The list of short candidates I added yesterday should be something you are looking at today, and if this article from the WSJ rings true, we may very well see a new leg down in the market.
As you may know, Bernanke is set to speak at 3:45 today. What the permabulls want to hear is some hint that QE3 is possible, after all, when you look at the performance of the market vs. the performance of the financials as I posted a day or two ago, you'll see that the market has way outperformed the financials and in the S&P's case, it usually doesn't stray too far from the financials, it did however during the QE1/2 regime for reasons we should all be aware of by now.

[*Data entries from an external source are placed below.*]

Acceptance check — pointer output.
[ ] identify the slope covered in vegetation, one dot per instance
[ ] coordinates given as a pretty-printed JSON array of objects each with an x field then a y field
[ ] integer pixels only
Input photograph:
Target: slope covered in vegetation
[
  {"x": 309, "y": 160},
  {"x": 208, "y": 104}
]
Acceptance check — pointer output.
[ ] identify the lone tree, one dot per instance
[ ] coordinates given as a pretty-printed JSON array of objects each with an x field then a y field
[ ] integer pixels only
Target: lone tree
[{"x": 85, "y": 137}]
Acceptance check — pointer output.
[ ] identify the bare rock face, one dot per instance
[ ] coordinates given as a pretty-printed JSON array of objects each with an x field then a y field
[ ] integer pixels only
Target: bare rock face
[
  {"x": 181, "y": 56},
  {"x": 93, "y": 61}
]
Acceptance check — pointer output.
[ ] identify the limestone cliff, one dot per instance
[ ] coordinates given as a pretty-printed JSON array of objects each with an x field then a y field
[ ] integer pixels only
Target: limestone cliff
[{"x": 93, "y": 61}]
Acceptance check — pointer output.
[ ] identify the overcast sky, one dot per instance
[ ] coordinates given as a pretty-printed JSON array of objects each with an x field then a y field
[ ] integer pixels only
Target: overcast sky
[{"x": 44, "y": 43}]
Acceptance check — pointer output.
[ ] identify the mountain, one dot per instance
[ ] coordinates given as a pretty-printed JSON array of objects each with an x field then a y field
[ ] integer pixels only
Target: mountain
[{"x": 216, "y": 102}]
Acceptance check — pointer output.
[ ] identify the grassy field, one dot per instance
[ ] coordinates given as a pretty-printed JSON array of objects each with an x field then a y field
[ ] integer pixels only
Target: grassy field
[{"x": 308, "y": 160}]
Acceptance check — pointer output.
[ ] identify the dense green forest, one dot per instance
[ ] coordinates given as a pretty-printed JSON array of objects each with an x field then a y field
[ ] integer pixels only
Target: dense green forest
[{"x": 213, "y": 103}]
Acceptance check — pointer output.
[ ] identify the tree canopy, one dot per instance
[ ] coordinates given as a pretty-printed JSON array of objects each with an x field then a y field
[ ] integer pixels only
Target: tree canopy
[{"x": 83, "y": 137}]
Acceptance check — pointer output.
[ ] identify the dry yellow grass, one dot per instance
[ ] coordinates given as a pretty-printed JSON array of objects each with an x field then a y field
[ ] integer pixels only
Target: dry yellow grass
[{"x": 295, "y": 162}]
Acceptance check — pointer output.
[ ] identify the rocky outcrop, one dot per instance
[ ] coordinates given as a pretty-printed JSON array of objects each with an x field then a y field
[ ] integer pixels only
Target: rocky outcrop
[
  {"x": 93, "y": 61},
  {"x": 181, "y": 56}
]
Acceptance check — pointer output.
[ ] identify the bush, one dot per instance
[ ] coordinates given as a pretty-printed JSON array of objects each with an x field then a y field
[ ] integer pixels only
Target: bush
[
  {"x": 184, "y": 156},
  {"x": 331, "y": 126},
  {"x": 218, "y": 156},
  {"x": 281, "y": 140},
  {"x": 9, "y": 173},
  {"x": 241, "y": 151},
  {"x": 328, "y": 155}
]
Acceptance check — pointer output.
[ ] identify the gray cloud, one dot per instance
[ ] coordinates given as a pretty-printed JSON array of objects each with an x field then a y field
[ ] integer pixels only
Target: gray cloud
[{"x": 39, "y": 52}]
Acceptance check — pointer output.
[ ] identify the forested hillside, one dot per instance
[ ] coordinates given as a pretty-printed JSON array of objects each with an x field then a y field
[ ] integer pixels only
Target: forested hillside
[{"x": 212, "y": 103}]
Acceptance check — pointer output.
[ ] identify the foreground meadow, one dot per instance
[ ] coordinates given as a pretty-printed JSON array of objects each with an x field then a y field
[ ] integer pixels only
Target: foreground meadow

In the WSJ article, noted dove, Charles Evans of the Chicago Federal Reserve said he is, "marking down his growth forecasts for 2011 and 2012, but says he isn’t prepared to call for new Fed actions to support the economy."
The article continues, "The Fed later this month will conclude its $600 billion Treasury securities purchase program. Mr. Evans doesn’t want to add to it, but he also has no inclination to reduce the Fed’s portfolio of mortgage or Treasury securities any time soon, he said."
and... "Mr. Evans was among the Fed’s more outspoken proponents of the Treasury purchase program. His comments suggest that there isn’t a strong base at the Fed right now for more monetary easing. "
Clearly QE has been the sole driver of equity prices, without its artificial market support, the market will have to stand on its own two feet.
Once again, Financials vs. the S&P
Financials in green, the S&P-500 in white.
You may want to consider easing into some of the short positions provided for your consideration yesterday.